Posted on 16 February 2012 by Trish Vignola

The Miami Marlins may have a new name, a new uniform and a new look, but what’s going to happen when a ball is hit to center?  The news broke this Monday (February 13th) that outfielder Yoenis Cespedes agreed to a four-year contract with the A’s thus turning down Miami’s offer. CBS Sports presumes that means Emilio Bonifacio will start in center field for the newly minted Miami Marlins. They cite new manager Ozzie Guillen’s interview with a Miami radio station, “Bonifacio would’ve have been my center fielder no matter if Cespedes was here.”  Guillen continued, “If Cespedes (came) to the Marlins, he would have had to make the ball club.” Guillen is great for a sound bite.  However, is Bonifacio an actual lock for the position?

How soon we forget Chris Coghlan?  Two years ago, he was National League Rookie of the Year.  He also was technically the Marlins’ everyday center fielder at the start of last season.
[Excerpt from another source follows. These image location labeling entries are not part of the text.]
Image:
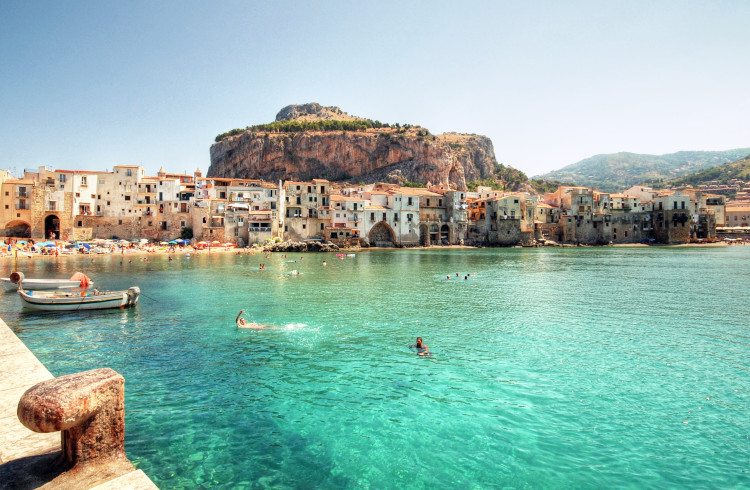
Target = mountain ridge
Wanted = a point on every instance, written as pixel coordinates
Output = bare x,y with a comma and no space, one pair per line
611,172
311,141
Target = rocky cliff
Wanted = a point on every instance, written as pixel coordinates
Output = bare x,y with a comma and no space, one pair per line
373,154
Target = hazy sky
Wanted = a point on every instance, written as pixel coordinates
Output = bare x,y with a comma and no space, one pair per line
88,85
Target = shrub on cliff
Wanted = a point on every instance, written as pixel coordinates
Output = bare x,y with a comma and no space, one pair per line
294,126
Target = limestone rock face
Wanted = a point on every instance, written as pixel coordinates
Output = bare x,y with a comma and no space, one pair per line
375,155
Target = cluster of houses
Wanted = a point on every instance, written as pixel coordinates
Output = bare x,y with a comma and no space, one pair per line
127,204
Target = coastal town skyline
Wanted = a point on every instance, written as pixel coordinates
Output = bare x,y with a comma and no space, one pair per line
90,87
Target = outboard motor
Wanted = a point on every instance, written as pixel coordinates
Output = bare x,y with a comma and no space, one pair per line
17,278
133,294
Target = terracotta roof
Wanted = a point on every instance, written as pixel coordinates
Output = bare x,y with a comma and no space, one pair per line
414,191
77,171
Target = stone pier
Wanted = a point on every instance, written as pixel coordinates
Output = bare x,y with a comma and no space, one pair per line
62,449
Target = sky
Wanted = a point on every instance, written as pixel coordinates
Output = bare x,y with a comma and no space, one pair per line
89,85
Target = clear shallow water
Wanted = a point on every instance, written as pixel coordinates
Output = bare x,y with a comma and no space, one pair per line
553,368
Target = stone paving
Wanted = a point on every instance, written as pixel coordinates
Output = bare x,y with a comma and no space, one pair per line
19,371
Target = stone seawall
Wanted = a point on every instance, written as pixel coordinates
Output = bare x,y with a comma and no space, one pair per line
28,459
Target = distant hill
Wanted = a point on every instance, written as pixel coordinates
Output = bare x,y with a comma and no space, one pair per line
722,174
618,171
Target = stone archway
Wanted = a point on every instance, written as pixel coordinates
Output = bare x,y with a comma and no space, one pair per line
52,227
381,235
424,236
445,235
18,229
434,235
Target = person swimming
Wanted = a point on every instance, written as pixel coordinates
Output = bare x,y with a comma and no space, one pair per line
242,323
422,349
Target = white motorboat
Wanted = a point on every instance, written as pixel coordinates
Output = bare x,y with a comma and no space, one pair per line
74,300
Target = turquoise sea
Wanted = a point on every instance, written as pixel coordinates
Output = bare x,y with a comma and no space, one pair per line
552,368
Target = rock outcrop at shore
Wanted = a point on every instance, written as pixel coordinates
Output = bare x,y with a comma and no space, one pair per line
377,154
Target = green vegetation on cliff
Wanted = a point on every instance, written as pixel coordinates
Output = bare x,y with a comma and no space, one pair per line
294,126
722,174
618,171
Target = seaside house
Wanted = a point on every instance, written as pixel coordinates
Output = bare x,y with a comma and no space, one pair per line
672,217
302,200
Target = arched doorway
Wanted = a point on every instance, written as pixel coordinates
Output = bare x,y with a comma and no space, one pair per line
424,236
18,229
445,235
52,227
381,235
434,234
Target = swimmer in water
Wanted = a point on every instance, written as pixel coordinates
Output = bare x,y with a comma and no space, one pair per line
422,349
242,323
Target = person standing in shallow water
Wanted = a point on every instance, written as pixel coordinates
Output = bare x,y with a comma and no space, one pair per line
422,349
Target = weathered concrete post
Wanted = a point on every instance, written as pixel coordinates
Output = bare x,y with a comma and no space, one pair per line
89,409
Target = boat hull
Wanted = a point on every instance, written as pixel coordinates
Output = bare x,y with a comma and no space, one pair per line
59,301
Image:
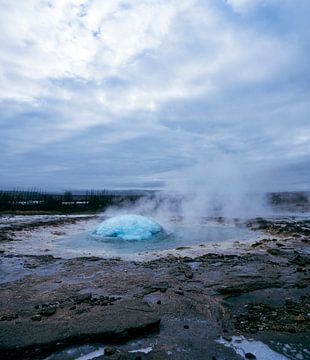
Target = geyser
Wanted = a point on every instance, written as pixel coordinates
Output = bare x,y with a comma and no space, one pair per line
128,227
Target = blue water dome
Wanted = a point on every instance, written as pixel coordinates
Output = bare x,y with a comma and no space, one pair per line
128,227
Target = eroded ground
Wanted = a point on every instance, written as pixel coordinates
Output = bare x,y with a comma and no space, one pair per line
171,307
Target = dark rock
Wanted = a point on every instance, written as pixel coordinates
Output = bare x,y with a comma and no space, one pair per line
250,356
9,317
48,310
179,292
36,317
109,350
83,297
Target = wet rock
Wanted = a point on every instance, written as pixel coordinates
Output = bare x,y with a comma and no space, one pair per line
179,292
9,317
36,317
249,356
109,350
82,298
125,320
48,310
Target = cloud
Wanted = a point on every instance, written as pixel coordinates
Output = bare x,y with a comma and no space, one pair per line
108,93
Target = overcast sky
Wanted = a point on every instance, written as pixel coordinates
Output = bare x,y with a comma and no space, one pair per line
141,93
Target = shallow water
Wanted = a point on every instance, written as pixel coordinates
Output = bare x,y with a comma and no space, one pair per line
177,235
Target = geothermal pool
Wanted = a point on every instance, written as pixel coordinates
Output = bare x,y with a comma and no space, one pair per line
176,234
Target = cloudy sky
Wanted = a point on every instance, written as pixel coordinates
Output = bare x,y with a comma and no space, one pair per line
138,93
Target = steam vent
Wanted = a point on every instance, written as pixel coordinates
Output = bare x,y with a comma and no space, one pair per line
128,227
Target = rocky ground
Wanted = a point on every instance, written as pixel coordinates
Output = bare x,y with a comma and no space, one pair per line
176,306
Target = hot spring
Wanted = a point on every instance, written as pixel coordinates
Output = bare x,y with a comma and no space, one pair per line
135,234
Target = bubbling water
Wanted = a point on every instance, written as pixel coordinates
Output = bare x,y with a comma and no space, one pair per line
128,227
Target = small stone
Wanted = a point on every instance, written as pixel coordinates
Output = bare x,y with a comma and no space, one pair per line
47,311
299,318
179,292
250,356
109,350
83,297
36,317
9,317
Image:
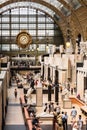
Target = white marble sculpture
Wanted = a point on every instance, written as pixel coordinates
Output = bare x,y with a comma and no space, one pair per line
29,96
86,97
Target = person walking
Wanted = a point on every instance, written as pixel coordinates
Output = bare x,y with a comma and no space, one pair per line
80,123
73,113
15,93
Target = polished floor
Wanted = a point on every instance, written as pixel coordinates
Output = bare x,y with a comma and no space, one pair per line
14,117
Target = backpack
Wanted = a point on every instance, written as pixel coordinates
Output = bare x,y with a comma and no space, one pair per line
59,120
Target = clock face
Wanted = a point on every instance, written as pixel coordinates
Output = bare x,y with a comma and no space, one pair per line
23,39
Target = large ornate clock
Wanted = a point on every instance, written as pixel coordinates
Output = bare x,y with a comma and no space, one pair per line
23,39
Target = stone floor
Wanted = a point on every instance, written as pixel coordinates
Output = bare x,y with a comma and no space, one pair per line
14,113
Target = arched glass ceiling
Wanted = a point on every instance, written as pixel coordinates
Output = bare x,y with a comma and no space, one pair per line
56,3
74,3
30,4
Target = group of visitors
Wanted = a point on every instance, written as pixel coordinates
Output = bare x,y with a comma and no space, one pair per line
60,121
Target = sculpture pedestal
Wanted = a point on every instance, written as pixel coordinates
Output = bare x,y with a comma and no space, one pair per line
39,97
67,104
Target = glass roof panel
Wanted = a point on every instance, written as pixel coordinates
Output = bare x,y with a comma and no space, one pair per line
74,3
29,4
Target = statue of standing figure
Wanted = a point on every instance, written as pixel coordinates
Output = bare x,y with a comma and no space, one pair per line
86,97
29,95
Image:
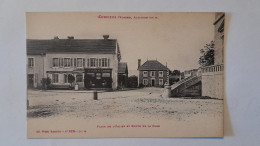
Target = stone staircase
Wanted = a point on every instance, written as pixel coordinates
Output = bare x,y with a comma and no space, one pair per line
187,87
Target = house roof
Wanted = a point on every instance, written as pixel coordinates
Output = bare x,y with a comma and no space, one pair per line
100,46
152,65
122,68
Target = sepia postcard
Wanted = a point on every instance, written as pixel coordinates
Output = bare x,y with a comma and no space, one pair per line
124,74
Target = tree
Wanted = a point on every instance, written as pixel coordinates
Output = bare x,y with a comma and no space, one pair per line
207,57
71,79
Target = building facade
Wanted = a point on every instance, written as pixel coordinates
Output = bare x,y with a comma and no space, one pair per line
152,73
92,62
213,76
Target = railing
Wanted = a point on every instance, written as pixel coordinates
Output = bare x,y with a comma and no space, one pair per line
213,68
185,84
183,81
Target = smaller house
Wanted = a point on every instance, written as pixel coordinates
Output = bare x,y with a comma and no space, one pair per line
152,73
122,74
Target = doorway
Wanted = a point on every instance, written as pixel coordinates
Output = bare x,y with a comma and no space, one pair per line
30,79
153,82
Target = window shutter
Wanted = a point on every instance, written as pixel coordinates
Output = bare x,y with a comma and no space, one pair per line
71,62
88,62
52,62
However, an injury-plagued 2010 and inconsistent play in 2011 landed the 26-year-old in the Minor Leagues.  One has to ask if Coghlan can find a way to regain his 2009 form (.321 average, 9 HR, 47 RBI), could he throw a wrench in Guillen’s plans for Bonifacio?  He is young enough to still pull it together.

Let’s face it. Emilio Bonifacio had some pretty underwhelming career numbers until Jack McKeon took over the team last year.  Once McKeon turned him loose, Bonifacio was a completely different player.  In 89 games, he hit .310 and stole 36 bases.  Didn’t hear about it?  Why would you?  There are like 8 people at a typical Marlins home game.

With Reyes joining the core and Guillen’s reputation for turning his speedsters loose, Bonifacio looks to continue on his breakneck pace.  AccuScore is predicting 585 AB, 4 home runs, a .280 average, 44 RBIs and a whopping 42 stolen bases.  Bonifacio could be one of the best-kept secrets in Baseball.

No matter what Guillen is saying now, he has to know there are two center fielders jockeying for this spot.  Coghlan is definitely behind the eight ball but he’s still healthy enough to compete.  My money though is on Bonifacio. He hasn’t anywhere near the injuries of Coghlan and has been the picture of consistency since mid-2011.  The only strike against Bonifacio is that he has too many people waiting in the wings to take his spot.  I still predict though that Bonifacio will be starting in center on Opening Day.

So what does this mean to your fantasy baseball team?  If Bonifacio can make the roster, grab him.  If he falls to the middle, you would be absolutely insane to not take him.  He can play center, shortstop and 3rd base as well.  He’s not going to be a big bopper, but he is going to hit for some average and will steal you some major bases.  If Coghlan fades, which I predict he will, Bonifacio will be the biggest bargain of the season.  Why?  Because no one knows how well he plays…yet.